Ecosystems of Innovation
Drones seem to be everywhere these days: it has never been easier for people to start flying robots. Whether you want to assemble one piece by piece or fly one right out of the box, there are myriad options for budding drone pilots and even for drone companies.
Yet as the burgeoning technology takes root, one does well to remember previous innovations that took a while to get off the ground (pun intended) and achieve mainstream commercial success. For example, the first e-readers debuted way back in 1998, but they languished as a compelling product until Amazon created The Kindle - a product that was built at the center of a software ecosystem that made the e-reader a category-defining product. Plenty has been written about the success Apple has had seamlessly integrating hardware, software, and services leading to their market dominance. More recently, Nest has shown that companies can even reinvent a forgotten product with excellent user experience and integrate it into people’s connected mobile devices. In all of these examples, the constituent pieces of the technology had existed for years. It was just that no one thought to connect these pieces and integrate them into something bigger and better.
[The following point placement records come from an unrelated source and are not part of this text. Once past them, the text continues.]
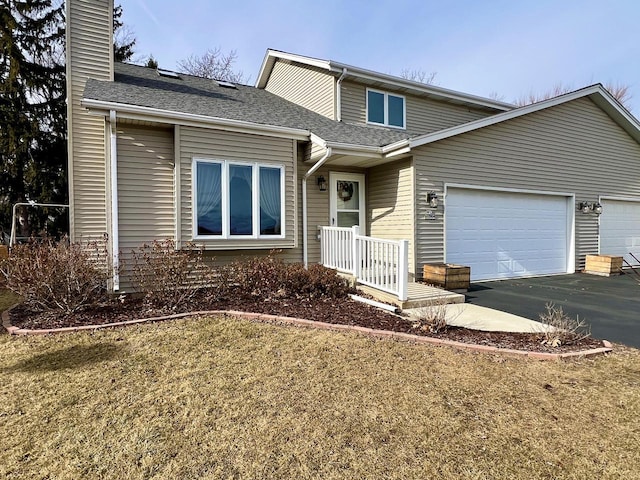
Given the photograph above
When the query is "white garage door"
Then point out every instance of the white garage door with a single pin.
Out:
(506, 235)
(620, 229)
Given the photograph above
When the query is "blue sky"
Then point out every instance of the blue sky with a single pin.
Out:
(510, 48)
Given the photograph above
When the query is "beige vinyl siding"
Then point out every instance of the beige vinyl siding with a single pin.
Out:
(145, 189)
(424, 115)
(221, 145)
(571, 148)
(305, 85)
(89, 55)
(390, 206)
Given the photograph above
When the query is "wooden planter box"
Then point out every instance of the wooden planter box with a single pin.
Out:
(604, 265)
(447, 275)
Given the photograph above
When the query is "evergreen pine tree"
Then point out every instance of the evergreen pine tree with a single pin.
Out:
(33, 114)
(32, 109)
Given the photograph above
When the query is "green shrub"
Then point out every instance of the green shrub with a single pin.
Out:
(57, 276)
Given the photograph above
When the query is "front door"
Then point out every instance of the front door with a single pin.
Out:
(347, 200)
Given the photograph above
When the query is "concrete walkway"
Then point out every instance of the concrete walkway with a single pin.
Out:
(482, 318)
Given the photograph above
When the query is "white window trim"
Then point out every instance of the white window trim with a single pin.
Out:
(255, 192)
(386, 109)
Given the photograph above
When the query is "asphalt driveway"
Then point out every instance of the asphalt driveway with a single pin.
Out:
(611, 305)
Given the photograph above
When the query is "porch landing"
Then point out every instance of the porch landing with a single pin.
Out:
(419, 295)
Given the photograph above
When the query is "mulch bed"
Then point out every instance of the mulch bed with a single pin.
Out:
(337, 311)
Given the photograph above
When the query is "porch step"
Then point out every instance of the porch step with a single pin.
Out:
(419, 295)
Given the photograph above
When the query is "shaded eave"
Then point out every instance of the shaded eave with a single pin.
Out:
(379, 80)
(596, 93)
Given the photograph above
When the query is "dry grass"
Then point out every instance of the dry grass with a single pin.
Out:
(224, 398)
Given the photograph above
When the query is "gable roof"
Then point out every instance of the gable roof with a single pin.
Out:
(597, 93)
(140, 90)
(379, 80)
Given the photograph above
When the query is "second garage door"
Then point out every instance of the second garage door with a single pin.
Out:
(506, 234)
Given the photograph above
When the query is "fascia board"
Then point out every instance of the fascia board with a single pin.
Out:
(136, 112)
(272, 55)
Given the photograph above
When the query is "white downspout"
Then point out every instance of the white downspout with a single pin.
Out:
(315, 167)
(339, 95)
(115, 236)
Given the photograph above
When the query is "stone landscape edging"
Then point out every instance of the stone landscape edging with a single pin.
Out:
(266, 318)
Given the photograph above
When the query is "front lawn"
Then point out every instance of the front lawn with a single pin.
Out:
(227, 398)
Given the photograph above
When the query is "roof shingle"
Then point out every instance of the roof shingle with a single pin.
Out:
(141, 86)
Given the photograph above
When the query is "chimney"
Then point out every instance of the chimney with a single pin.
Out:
(89, 54)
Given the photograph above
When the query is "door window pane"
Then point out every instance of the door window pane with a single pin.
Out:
(375, 107)
(270, 201)
(347, 195)
(240, 200)
(209, 201)
(348, 219)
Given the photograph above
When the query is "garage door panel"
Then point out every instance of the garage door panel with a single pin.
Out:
(505, 234)
(620, 229)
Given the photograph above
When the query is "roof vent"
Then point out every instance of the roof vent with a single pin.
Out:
(222, 83)
(167, 73)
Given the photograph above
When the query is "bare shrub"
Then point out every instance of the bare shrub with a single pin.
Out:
(58, 276)
(564, 330)
(270, 276)
(168, 277)
(432, 317)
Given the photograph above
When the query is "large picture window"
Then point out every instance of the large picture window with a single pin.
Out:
(385, 109)
(237, 200)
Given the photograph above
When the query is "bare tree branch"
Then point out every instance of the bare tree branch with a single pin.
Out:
(213, 64)
(619, 91)
(417, 75)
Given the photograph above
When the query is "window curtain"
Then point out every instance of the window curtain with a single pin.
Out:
(209, 192)
(240, 199)
(270, 199)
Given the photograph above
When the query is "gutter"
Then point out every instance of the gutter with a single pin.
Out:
(339, 95)
(113, 175)
(136, 112)
(314, 168)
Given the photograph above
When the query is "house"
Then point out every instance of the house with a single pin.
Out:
(319, 146)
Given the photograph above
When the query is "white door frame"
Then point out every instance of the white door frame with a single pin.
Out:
(333, 182)
(614, 198)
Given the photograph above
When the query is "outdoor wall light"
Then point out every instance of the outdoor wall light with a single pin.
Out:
(597, 208)
(584, 207)
(432, 199)
(322, 184)
(587, 207)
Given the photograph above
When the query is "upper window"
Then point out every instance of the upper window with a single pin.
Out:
(238, 200)
(385, 109)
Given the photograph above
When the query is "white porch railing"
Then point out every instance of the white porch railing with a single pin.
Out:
(378, 263)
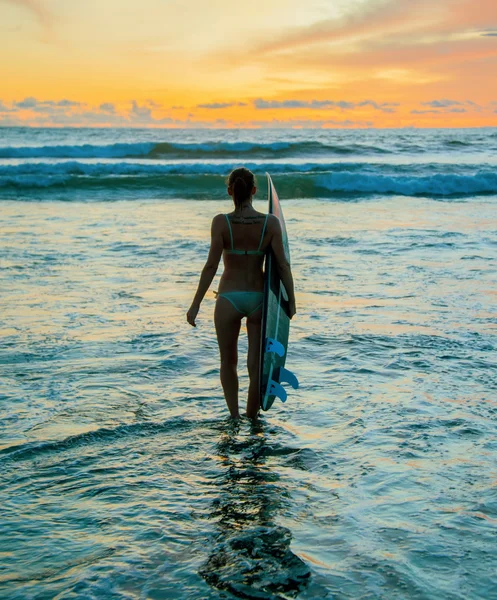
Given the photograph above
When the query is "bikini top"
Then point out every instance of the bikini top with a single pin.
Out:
(257, 252)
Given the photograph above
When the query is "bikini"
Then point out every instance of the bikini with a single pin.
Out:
(245, 303)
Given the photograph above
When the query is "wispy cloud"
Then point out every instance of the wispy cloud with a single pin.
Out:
(221, 105)
(441, 103)
(32, 111)
(262, 104)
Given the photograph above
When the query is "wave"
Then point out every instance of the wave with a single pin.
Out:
(161, 150)
(309, 180)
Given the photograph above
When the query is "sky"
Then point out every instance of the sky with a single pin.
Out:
(263, 63)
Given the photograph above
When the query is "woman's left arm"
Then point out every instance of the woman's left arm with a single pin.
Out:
(210, 268)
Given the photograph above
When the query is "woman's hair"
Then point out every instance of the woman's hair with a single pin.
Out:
(241, 181)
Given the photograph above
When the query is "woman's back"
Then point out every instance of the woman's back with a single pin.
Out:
(245, 241)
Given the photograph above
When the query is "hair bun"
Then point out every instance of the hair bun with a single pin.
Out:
(242, 181)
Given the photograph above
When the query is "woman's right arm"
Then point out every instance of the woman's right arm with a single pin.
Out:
(284, 270)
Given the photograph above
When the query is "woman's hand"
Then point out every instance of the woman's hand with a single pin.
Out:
(191, 315)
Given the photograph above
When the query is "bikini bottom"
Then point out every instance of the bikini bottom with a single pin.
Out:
(245, 303)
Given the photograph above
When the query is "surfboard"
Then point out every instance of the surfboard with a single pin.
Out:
(275, 320)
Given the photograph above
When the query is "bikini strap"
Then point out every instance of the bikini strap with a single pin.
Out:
(231, 233)
(263, 232)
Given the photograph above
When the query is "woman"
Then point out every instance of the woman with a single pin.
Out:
(243, 236)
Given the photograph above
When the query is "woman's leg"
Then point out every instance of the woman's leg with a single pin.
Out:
(227, 320)
(254, 337)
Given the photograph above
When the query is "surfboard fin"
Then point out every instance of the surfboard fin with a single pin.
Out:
(275, 346)
(286, 376)
(276, 389)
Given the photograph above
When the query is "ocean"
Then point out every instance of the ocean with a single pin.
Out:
(121, 476)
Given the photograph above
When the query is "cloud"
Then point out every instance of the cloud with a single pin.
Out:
(107, 107)
(441, 103)
(307, 123)
(68, 103)
(42, 105)
(219, 105)
(262, 104)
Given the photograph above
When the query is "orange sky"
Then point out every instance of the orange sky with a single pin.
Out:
(177, 63)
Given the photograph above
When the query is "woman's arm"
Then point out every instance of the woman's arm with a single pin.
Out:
(284, 270)
(209, 270)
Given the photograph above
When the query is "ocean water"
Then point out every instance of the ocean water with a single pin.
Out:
(121, 475)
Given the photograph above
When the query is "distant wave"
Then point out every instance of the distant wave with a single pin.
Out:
(230, 150)
(158, 150)
(205, 180)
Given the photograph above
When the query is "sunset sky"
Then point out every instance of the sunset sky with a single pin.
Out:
(264, 63)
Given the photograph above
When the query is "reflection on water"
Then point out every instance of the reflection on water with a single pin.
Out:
(251, 556)
(119, 477)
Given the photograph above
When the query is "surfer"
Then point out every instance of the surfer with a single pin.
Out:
(242, 237)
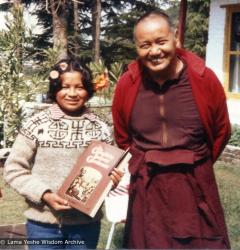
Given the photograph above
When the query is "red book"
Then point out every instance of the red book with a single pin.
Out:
(89, 182)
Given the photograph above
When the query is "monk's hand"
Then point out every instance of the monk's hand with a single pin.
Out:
(116, 175)
(55, 201)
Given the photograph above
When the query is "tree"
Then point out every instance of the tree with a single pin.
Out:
(59, 20)
(16, 84)
(96, 28)
(196, 35)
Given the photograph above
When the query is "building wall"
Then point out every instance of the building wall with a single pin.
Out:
(215, 49)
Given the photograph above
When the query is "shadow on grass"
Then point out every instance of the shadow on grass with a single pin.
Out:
(12, 207)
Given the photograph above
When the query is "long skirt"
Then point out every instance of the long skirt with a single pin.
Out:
(175, 207)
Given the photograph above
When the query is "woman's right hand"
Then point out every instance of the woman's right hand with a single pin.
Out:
(55, 201)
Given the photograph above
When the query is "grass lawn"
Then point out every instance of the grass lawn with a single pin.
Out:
(12, 206)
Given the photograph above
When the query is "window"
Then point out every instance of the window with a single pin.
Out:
(232, 51)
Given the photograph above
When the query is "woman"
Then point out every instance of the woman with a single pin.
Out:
(43, 154)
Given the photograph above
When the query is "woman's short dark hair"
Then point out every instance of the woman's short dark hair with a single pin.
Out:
(68, 65)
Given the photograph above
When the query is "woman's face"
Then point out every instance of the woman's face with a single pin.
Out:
(72, 96)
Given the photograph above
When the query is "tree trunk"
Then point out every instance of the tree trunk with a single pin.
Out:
(76, 28)
(96, 18)
(60, 41)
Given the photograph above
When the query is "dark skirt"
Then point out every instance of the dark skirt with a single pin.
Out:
(174, 207)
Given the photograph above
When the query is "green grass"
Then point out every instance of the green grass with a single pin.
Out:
(12, 206)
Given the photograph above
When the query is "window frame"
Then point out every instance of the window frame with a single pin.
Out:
(227, 52)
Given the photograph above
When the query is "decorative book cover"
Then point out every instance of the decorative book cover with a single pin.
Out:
(88, 183)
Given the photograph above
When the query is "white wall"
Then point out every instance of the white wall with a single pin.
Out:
(215, 49)
(215, 45)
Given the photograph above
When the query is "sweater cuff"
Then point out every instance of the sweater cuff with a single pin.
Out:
(36, 196)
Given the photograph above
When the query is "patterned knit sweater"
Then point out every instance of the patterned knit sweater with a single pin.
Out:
(42, 156)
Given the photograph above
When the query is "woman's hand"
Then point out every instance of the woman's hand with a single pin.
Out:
(116, 175)
(55, 201)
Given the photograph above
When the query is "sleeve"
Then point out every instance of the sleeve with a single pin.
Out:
(221, 122)
(17, 170)
(121, 135)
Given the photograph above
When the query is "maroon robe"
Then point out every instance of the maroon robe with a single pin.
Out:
(175, 204)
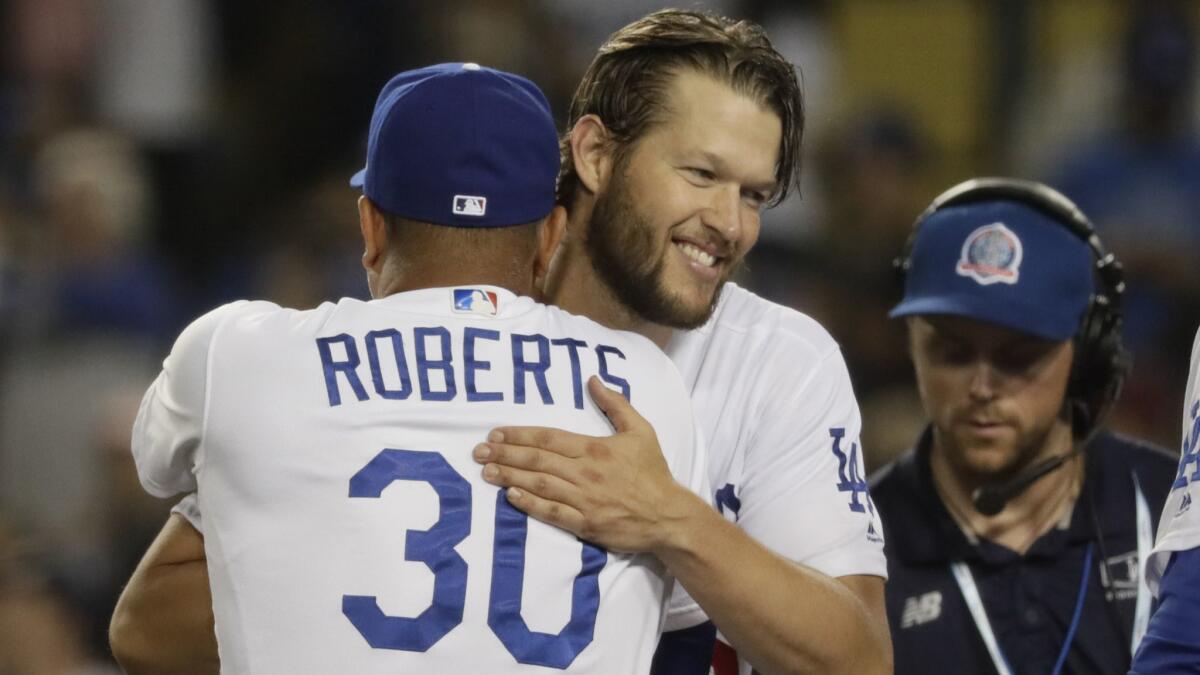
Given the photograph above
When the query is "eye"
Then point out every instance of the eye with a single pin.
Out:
(755, 198)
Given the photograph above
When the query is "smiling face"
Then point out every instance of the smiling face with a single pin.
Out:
(993, 395)
(683, 204)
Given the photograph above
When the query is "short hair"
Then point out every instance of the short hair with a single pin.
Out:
(627, 83)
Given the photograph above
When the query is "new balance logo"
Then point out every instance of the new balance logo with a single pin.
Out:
(922, 609)
(469, 205)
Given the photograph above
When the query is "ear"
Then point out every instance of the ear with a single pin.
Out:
(375, 234)
(550, 236)
(592, 151)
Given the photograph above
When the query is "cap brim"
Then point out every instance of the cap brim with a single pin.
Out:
(1027, 321)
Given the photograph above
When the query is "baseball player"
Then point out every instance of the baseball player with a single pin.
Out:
(664, 203)
(347, 529)
(1173, 572)
(684, 127)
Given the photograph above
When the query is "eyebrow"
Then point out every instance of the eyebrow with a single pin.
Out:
(719, 165)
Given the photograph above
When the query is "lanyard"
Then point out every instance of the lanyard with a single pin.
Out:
(1141, 613)
(975, 603)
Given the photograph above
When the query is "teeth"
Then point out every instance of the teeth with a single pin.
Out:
(696, 254)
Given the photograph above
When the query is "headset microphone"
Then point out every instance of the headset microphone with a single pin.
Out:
(990, 500)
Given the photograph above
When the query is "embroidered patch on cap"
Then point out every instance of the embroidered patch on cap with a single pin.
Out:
(469, 205)
(475, 300)
(991, 255)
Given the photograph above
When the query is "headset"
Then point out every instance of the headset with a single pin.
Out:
(1101, 362)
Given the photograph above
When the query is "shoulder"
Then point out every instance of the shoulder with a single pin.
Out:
(1153, 465)
(767, 340)
(750, 316)
(897, 482)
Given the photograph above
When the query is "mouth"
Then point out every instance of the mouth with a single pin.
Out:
(705, 260)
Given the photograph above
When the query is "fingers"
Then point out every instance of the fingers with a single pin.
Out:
(543, 485)
(617, 407)
(546, 511)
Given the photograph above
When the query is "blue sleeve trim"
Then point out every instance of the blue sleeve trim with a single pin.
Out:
(1171, 643)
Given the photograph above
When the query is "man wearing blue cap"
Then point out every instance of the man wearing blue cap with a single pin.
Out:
(346, 526)
(1015, 527)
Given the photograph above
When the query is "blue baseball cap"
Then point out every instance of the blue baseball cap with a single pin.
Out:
(1002, 262)
(463, 145)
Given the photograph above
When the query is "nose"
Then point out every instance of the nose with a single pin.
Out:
(983, 381)
(724, 214)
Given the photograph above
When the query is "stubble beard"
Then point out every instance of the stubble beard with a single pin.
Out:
(1024, 452)
(622, 250)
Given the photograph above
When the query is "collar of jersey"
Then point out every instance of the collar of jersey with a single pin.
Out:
(439, 302)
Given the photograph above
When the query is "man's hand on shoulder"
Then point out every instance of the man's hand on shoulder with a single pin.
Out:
(616, 491)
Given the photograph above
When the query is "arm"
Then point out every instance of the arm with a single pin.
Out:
(163, 619)
(617, 491)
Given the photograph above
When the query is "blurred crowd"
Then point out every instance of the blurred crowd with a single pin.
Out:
(159, 157)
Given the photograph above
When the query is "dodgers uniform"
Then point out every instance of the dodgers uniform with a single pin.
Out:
(347, 527)
(1171, 643)
(1181, 520)
(779, 417)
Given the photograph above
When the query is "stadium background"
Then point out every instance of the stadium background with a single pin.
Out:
(159, 157)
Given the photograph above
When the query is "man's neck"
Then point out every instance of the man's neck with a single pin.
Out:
(1027, 515)
(576, 287)
(401, 278)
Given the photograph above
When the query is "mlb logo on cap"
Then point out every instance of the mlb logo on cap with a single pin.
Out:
(991, 255)
(475, 300)
(469, 205)
(447, 137)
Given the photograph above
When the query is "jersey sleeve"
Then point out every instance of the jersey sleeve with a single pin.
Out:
(683, 611)
(1179, 527)
(190, 509)
(171, 420)
(804, 493)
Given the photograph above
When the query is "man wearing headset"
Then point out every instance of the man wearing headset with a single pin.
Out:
(1014, 527)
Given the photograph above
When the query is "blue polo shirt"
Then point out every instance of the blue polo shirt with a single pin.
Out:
(1030, 599)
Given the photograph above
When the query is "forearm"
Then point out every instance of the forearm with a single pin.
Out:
(781, 616)
(163, 620)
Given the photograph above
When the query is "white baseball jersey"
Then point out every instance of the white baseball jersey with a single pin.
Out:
(780, 422)
(346, 525)
(1179, 529)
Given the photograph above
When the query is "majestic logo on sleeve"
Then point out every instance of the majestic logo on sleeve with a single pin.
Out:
(475, 300)
(469, 205)
(991, 255)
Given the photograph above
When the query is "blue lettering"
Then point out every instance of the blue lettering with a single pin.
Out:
(850, 482)
(472, 365)
(1191, 451)
(397, 348)
(539, 368)
(424, 364)
(573, 350)
(346, 368)
(619, 382)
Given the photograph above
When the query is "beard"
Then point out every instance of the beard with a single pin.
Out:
(1025, 451)
(621, 246)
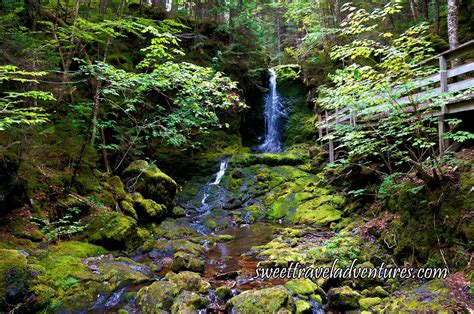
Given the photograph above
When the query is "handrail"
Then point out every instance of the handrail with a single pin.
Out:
(452, 53)
(440, 78)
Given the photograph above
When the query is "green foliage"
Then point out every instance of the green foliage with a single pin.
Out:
(379, 87)
(63, 227)
(288, 72)
(21, 107)
(173, 101)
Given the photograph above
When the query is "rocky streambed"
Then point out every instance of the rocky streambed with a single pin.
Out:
(138, 255)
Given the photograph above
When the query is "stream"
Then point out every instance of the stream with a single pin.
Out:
(233, 262)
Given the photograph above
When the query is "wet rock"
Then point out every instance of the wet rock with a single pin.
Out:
(110, 229)
(185, 261)
(303, 307)
(224, 293)
(148, 209)
(343, 298)
(269, 300)
(189, 281)
(228, 275)
(188, 302)
(367, 303)
(151, 182)
(303, 288)
(82, 278)
(13, 193)
(157, 297)
(232, 203)
(178, 212)
(14, 278)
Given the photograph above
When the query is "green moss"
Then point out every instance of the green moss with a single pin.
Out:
(268, 300)
(110, 230)
(367, 303)
(152, 183)
(301, 288)
(185, 261)
(343, 298)
(116, 185)
(189, 281)
(127, 207)
(158, 296)
(14, 277)
(268, 159)
(148, 209)
(224, 293)
(78, 249)
(303, 307)
(188, 302)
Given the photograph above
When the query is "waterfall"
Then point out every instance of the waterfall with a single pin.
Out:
(219, 176)
(273, 114)
(221, 172)
(205, 208)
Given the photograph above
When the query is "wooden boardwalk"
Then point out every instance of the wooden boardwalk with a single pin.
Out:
(437, 83)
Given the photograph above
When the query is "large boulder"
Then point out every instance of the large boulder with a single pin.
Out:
(189, 281)
(343, 298)
(151, 182)
(14, 278)
(189, 302)
(111, 230)
(157, 297)
(269, 300)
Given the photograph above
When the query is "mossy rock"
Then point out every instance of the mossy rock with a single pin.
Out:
(189, 281)
(185, 261)
(147, 209)
(128, 209)
(432, 296)
(289, 159)
(157, 297)
(367, 303)
(301, 288)
(224, 293)
(322, 210)
(111, 230)
(14, 278)
(343, 298)
(151, 182)
(269, 300)
(188, 302)
(303, 307)
(116, 185)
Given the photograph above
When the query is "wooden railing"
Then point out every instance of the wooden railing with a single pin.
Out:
(441, 84)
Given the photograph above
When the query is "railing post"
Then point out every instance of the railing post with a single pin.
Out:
(444, 88)
(353, 118)
(320, 129)
(331, 142)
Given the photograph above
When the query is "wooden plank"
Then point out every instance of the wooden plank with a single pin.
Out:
(459, 86)
(451, 54)
(462, 69)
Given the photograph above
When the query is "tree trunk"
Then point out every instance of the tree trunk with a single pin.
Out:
(413, 9)
(102, 7)
(436, 16)
(453, 24)
(33, 9)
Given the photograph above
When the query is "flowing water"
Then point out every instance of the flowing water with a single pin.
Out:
(233, 262)
(274, 115)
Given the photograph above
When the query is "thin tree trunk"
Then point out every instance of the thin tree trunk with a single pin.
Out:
(436, 16)
(33, 8)
(413, 9)
(453, 24)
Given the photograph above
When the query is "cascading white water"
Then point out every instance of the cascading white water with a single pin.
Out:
(221, 172)
(217, 180)
(273, 114)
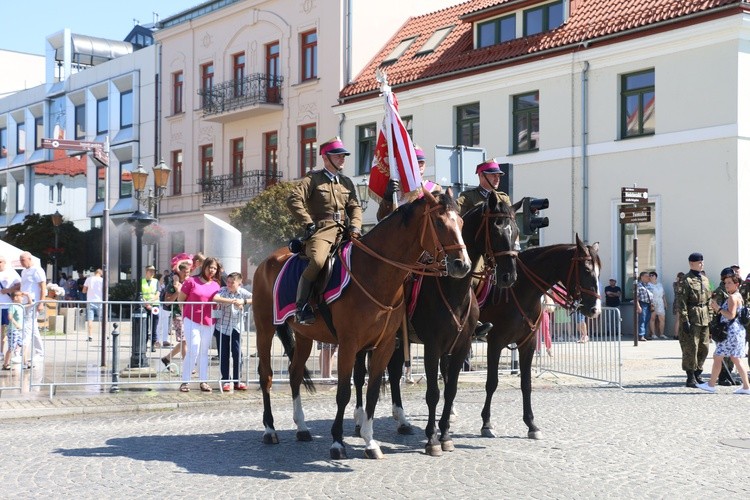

As we survey the growing drone landscape, we see that there are dozens of companies (new and old) crowding into the space. Some make UAVs. Others sell ingredient technology or software. Yet no one has yet managed to tie all these pieces together. This hardware software integration is even more important than in the aforementioned product examples, as flying robots are incredibly complex.
Futuristic Rendering of DISCOVERY 3 (Data Retrieval Unit)
At Skycatch, we're building a product ecosystem in which the hardware (our flying robots and Data Retrieval Units) reliably collect data, delivers it to our networked back-end data engine, processes the data, and displays it on our Dashboard. Our customers don’t see how all of these pieces work together behind the scenes- they just see high-resolution maps displayed on an intuitive dashboard with advanced features like annotation and analytics. They do get to see the improved productivity, workflow, and collaboration that our ecosystem enables.
We look forward to UAV’s truly becoming a game-changing technology, and for that to happen, these seamless hardware and software product ecosystems will need to take shape. It’s an exciting time to be a part of a developing industry.